I’m writing this blog post in a very odd space — It’s the afternoon of the U.S. presidential election on November 8th, but this won’t go up tomorrow morning, when if all goes well a winner will have been declared. Right now, the future is at a crossroads, and yet when you all see this, a direction will have been chosen.
My paganism is essential to this work for me, because my paganism is where my religion loves my body, the physical existence in which I experience the world around me. Almost every way that we humans find to exclude people is based on separating ourselves from our bodies while at the same time excluding other whose bodies don’t look like what the dominant culture finds “acceptable”.

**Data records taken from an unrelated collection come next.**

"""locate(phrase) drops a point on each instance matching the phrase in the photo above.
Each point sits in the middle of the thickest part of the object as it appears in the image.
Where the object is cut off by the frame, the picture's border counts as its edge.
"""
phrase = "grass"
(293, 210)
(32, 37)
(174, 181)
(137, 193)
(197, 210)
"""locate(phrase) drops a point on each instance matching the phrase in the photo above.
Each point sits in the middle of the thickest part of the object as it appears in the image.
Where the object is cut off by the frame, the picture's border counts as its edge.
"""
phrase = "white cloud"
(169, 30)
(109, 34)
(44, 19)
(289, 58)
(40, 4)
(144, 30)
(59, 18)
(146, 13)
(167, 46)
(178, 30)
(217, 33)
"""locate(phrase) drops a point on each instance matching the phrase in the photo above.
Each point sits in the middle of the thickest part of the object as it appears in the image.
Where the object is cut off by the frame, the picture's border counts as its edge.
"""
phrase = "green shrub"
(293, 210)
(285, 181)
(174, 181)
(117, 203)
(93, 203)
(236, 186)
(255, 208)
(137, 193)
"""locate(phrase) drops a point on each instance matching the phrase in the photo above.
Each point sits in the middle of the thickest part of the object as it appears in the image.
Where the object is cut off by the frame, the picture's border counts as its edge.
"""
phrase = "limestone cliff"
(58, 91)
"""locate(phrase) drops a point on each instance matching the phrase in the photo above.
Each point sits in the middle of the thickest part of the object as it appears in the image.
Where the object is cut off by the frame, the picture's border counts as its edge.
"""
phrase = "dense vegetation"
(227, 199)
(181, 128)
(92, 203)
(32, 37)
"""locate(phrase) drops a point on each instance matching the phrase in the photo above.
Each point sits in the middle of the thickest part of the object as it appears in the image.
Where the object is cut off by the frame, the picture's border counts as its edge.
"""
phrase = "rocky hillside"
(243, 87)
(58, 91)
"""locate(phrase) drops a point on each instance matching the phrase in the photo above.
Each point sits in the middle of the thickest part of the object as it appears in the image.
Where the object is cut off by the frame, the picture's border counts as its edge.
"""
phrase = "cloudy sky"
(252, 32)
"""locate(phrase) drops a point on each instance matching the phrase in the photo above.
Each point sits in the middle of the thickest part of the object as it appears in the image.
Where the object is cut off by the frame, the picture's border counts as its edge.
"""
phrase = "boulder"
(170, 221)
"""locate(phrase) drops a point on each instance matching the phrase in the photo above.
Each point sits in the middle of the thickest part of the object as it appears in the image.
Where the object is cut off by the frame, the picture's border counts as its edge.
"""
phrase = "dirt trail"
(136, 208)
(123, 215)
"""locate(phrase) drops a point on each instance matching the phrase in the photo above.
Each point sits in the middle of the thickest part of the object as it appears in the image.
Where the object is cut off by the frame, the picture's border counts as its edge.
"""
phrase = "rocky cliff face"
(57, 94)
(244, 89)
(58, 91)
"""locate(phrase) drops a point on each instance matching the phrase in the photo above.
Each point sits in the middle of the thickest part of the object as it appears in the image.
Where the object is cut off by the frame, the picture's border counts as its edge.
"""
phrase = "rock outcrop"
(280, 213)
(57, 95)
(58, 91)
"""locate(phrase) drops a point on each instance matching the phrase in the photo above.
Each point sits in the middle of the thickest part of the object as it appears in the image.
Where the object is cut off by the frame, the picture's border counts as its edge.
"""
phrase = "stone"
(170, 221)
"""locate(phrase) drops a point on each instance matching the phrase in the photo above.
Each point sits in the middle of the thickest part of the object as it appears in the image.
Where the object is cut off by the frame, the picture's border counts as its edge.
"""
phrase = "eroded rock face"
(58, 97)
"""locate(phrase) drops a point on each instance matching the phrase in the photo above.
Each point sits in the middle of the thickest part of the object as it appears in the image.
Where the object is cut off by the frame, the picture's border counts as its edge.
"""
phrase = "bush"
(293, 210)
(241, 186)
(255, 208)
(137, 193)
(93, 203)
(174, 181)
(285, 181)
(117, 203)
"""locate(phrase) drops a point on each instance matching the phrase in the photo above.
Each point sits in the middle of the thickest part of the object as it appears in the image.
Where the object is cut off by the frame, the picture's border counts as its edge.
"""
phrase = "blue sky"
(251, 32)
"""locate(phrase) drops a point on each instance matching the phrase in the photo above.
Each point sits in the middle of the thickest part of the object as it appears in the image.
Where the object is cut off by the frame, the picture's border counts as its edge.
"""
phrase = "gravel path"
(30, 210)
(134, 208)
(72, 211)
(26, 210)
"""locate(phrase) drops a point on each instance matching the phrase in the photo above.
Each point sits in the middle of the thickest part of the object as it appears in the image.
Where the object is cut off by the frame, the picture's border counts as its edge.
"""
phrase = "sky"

Paganism has been central to how I live into and manifest my Unitarian Universalist faith and our shared values. It teaches me that I am part of the Earth and its cycles — that my inherent worth and dignity is in part because of my bodily existence, not in spite of it. That the web of the Earth’s ecosystems, and therefore the Earth’s divinity, of which I am a part also includes everyone else, even the people whom I want to hate and dismiss.

I wrote this for a sermon this past spring: “It is thousands of years of genetic memories that teach us to demonize, de-humanize those with whom we find ourselves in conflict, because when they are not-us, we can safely categorize them as a threat. That is how humans survived the millennia — with categories. This plant is safe, that plant is not. This tribe is an ally; that tribe is a threat. And yet humans are also hard-wired for compassion — we can see this in our babies and young children. It’s the most profound act of love, of our Universalist tradition, to witness something beyond that instinctual categorical thinking. When all of our human history works to convince us that putting people into boxes keeps us safe, it’s dangerously radical to live into the idea that love wins.”
When you read this, it will be the first day of the future the citizens of the U.S.A. have chosen — even if that future happens to be too close to call Wednesday morning. And because we are all interconnected, the U.S. election inevitably affects those of you around the world. No matter the outcome, the work to change the world in accordance with our values and our covenants does not end today. No matter who “wins,” we must continue to share our lives and our resources with our neighbors.
Today, the future begins. And it begins with us.